Suivant le principe de l'accessoire qui suit le principal, la suspension de la constitution du 26 mars 1991 et ses modifications, entrainait par voie de conséquence la suspension des lois créées sous son empire, dont le code électoral et de la loi sur les partis politiques. Il n'y a donc pas d'activités des partis politiques qui tiennent en régime d'exception militaire. Les partis politiques n'ont d'essence qu'en République monolithique ou en régime de pluralisme politique, où ils concourent à l'expression du suffrage universel.

Dans un régime transitionnel d'exception, il n'y a pas d'élections, et par conséquent, des partis politiques. Il faut attendre la nouvelle constitution pour s'assurer que celle-ci s'inscrive dans l'approche monolithique ou pluraliste, qui donnerait lieu à nouveau à l'activité des partis politiques, car elle peut tout aussi opter pour un régime monarchique, qui enterrerait définitivement l'activité des partis politiques au Gabon.

En régime d'exception militaire, les partis politiques sont donc en principe déchus de leur droit d'existence, et donc de leur liberté d'exercice. Or, le législateur de la transition a lui-même créé la cacophonie juridique dans la charte de la transition, en ressuscitant la constitution du 26 mars 1991, pourtant suspendue par le communiqué militaire du 30 Août 2023, et en reconnaissant dans la même charte, le rôle des partis politiques, qui concourent à l'exercice du suffrage universel, une manière manifeste de reconnaître leur existence en cette période de transition. Dans ces circonstances, il est difficile de suspendre leurs activités sans tenir compte des dispositions légales en la matière.

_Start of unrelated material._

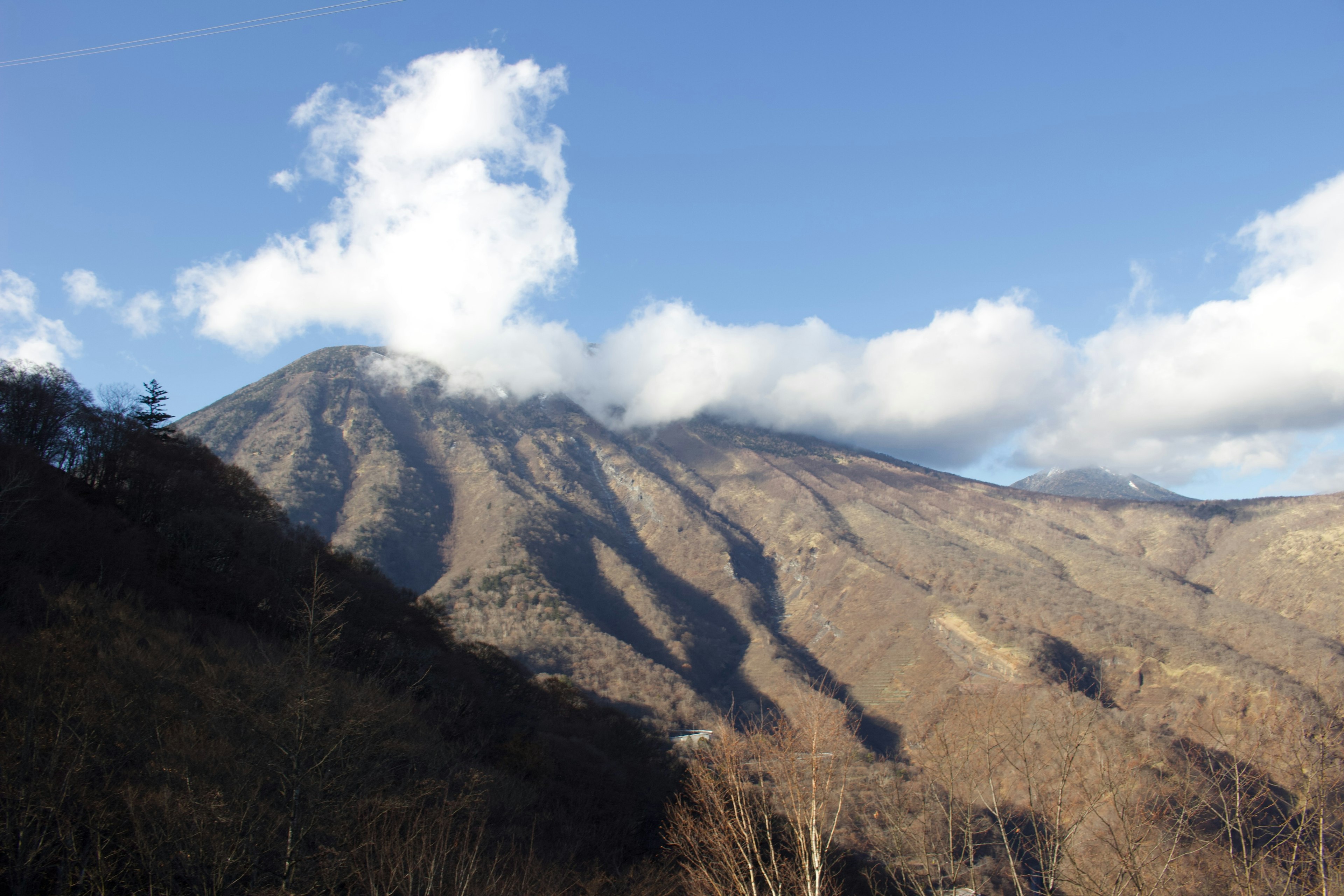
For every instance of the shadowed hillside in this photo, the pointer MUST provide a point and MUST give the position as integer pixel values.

Si le pouvoir militaire souhaite suspendre légalement l'activité des partis politiques, conformément au principe de la transition et la recommandation du dialogue national inclusif, il doit préalablement supprimer les incongruités juridiques contenues dans la Charte de la Transition, car il n'y a pas de constitution du 26 mars 1991 qui vaille en période transition, comme il n'y a pas de partis politiques qui concourent à l'exercice du suffrage universel dans cette période d'exception. A partir de cet instant, l'activité des partis politiques tomberait de facto avec la constitution du 26 mars et les textes subséquents.